Assim a proposta de uma terceira via interpretativa da arte surge a Chatterjee a partir da análise do canto de um pássaro (Munia ou Bengal Finch), que depois de cambiado de habitat, alterou profundamente o seu canto.  Ou seja, no habitat de origem o seu canto tinha como função alertar para os predadores, ou encontrar os amigos. No novo habitat estas pressões desapareceram, tendo deixado espaço, para que as suas capacidades de canto se desenvolvessem e tornassem mais complexas. Ou seja, nesta abordagem Chatterjee defende que depois de cumpridas as necessidades básicas - comida, segurança e sexo - resta-nos o ócio,  libertador das preocupações, stress e controlo, capaz de nos levar a dedicar tempo na maturação e complexificação daquilo que fazemos enquanto ação externa, ou expressiva.
“Art germinates instinctually and matures serendipitously. Its content is a serendipitous mixture born of time and place and culture and personality. Could it be any other way? Being deprived of a grand unifying instinctual theory of art is not a cause for concern. Instead, the diverse, local, and serendipitous nature of art is precisely why art can surprise us, enlighten us, force us to see the world differently, ground us, shake us, please us, anger us, bewilder us, and make believers of us.” (p. 185)
Esta teorização permite dar conta das duas primeiras teorias, porque junta o instinto e o subproduto. Dá ainda conta do modo como a escultura, a imagem e por sua vez as histórias surgiram numa fase tão tardia da nossa espécie, respondendo tanto à vontade artística como à contemplação estética. É uma boa explicação, mas não deixa de ter vários problemas, desde logo porque não deixamos de criar, ou de nos expressar, mesmo quando as necessidades básicas não estão cumpridas. É verdade que o artista só se torna evoluído com muitíssimo treino, e para chegar lá, precisa por um lado de ter as necessidades básicas saciadas, assim como precisa do reconhecimento da sua arte. Ninguém, salvo raras excepções com algum desvio patológico, investe uma vida no aperfeiçoamento de uma arte, se não tiver ninguém com quem a partilhar. Contudo e como o próprio autor nos diz, esta perspectiva é mais uma para nos ajudar a trilhar este caminho, não procura fechar o assunto.

dezembro 15, 2015

Janet Murray: agência dramática

O primeiro livro de Murray, "Hamlet on the Holodeck: The Future of Narrative in Cyberspace" (MIT Press, 1998), é umas das obras mais importantes do campo de estudos das narrativas interativas, capaz de dar conta de uma revolução que apenas despontava nessa altura, tocando em quase todas dimensões da área. Já o seu segundo livro, "Inventing the Medium"(MIT Press, 2011) é bastante menos conseguido, porque traz pouco de novo, demasiado colado a alguns conceitos ultrapassados, algo que se espelha um pouco neste pequeno vídeo da série Future of Storytelling.

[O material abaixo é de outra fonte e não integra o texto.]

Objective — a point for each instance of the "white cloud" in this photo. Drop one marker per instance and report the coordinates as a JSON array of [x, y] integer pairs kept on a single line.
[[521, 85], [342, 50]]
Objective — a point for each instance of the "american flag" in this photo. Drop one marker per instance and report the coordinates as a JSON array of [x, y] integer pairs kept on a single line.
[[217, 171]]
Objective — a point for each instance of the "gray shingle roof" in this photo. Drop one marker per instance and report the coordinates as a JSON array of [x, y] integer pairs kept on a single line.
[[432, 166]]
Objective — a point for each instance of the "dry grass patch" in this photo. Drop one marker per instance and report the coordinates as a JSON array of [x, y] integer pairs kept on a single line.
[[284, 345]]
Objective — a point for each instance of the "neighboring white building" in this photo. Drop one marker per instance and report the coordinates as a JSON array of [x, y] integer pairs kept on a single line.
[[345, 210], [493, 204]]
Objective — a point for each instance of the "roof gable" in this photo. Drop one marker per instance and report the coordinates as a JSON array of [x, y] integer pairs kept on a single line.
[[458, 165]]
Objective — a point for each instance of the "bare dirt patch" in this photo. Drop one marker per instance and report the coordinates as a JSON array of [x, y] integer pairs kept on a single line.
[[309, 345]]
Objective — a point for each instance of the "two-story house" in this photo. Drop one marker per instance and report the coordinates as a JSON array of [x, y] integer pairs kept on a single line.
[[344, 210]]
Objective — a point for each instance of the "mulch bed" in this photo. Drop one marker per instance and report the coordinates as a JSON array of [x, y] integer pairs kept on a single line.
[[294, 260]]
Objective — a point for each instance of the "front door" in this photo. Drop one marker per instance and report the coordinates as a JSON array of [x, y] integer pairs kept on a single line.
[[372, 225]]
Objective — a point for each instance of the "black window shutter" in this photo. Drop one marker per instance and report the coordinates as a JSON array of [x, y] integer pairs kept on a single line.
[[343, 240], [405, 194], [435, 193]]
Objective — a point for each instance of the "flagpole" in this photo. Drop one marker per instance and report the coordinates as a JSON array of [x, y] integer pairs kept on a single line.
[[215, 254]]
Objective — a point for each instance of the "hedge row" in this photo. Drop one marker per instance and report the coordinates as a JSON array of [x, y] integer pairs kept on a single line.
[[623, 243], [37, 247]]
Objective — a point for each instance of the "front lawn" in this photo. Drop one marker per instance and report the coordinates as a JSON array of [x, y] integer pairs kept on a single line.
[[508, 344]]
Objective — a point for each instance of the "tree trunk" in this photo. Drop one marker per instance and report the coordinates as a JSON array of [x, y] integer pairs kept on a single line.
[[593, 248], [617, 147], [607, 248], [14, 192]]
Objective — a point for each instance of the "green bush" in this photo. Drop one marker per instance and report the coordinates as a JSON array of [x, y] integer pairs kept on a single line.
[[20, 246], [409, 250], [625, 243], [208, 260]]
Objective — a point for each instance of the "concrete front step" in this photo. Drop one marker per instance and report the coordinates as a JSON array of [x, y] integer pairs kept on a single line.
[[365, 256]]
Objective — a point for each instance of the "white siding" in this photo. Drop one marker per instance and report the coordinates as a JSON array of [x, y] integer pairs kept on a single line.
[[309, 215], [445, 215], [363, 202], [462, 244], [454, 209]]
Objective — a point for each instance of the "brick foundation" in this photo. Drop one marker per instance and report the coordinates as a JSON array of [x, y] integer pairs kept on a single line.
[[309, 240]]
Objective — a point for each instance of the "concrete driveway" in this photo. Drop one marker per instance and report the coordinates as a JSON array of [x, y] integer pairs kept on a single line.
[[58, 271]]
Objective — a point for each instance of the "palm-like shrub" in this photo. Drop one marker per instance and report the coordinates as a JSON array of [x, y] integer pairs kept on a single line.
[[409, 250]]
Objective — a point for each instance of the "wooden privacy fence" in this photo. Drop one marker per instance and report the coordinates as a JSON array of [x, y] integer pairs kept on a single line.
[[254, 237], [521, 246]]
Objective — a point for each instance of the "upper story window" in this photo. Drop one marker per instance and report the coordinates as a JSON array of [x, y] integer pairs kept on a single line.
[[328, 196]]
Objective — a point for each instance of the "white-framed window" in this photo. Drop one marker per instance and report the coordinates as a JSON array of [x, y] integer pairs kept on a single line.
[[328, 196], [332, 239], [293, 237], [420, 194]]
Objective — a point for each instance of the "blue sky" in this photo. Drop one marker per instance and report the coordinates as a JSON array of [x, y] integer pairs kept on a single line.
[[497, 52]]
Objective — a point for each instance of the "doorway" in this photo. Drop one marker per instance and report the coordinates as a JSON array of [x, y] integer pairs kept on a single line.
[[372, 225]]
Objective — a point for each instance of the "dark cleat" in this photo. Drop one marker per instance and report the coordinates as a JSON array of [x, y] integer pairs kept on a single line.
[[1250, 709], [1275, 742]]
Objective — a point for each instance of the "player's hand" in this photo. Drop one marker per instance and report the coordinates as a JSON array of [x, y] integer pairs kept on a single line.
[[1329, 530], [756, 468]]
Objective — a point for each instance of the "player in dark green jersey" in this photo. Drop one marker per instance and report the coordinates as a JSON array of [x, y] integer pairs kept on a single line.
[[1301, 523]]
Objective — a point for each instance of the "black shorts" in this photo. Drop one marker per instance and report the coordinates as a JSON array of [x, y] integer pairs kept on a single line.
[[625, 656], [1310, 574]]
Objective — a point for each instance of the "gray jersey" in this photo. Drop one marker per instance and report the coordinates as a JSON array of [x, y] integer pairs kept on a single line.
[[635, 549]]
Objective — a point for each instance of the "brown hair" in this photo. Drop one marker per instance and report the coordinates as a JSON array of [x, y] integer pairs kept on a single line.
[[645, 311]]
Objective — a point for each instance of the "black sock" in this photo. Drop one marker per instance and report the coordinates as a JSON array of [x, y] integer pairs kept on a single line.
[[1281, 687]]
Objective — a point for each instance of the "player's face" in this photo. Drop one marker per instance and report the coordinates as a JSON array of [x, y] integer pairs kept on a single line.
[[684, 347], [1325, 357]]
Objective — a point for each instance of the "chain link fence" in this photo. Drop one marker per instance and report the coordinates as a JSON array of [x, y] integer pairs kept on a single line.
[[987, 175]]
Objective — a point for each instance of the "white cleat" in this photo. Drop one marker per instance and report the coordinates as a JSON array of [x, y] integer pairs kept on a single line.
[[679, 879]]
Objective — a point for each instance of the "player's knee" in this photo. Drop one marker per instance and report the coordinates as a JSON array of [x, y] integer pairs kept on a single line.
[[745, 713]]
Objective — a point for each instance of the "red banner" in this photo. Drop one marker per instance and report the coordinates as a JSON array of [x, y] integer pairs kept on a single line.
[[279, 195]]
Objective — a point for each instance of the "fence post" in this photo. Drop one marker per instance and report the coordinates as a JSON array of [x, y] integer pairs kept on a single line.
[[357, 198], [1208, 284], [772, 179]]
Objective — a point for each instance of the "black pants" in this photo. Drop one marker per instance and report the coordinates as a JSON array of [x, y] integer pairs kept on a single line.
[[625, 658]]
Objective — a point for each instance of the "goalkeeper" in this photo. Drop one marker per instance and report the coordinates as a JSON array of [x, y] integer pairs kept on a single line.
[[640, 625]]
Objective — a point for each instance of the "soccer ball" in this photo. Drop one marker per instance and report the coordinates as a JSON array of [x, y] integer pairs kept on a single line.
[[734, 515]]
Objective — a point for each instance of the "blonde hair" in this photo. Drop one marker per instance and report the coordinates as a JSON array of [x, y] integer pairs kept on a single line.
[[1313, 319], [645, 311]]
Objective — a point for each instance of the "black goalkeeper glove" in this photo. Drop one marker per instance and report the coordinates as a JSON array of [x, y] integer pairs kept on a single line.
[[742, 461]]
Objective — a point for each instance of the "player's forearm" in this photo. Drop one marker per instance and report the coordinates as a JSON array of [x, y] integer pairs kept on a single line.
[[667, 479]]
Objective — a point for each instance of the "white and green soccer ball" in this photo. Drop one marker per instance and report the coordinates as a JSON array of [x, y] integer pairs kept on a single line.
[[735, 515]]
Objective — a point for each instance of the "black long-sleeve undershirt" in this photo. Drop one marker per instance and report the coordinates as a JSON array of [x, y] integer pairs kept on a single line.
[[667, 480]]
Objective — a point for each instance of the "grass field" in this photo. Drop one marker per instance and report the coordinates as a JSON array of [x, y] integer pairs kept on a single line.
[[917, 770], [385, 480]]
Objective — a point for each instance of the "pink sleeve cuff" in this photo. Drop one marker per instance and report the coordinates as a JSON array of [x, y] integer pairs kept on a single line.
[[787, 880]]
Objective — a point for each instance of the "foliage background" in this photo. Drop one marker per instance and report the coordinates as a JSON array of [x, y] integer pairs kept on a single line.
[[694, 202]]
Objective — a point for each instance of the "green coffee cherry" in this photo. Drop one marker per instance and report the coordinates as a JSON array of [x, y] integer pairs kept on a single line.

O modo como Murray apresenta a agência, nomeadamente a dramática, parece quase dizer-nos que está presente na experiência de qualquer narrativa em qualquer meio. Ainda assim resolvi aqui dar conta do vídeo, pelos belíssimos exemplos que vão servindo de ilustração, mas essencialmente pela ideia central que fecha o filme, e que tem que ver com o propósito da agência, que Murray defende como estando na base da repetição que a interatividade proporciona. Ou seja, o facto de poder repetir escolhas e ações, e ver os diferentes resultados dessas escolhas, permite aos recetores diferentemente de num livro ou filme, aprender pela experiência, pela tentativa e erro.

Enquanto no romance ou filme preciso de ver vários trabalhos para encontrar múltiplas perspectivas sobre um mesmo tema, nos videjogos narrativos, posso ter acesso a essa multiplicidade toda num único artefacto. É uma abordagem interessante, e que acaba por dar conta da importância reflexiva do valor das escolhas numa narrativa, nomeadamente da importância das estruturas em árvore. Repetindo aqui o elogio à boa escolha da imagens de ilustração, friso que neste momento do vídeo, estas palavras são acompanhadas por imagens do, muito relevante para o tema, "Edge of Tomorrow" (2014).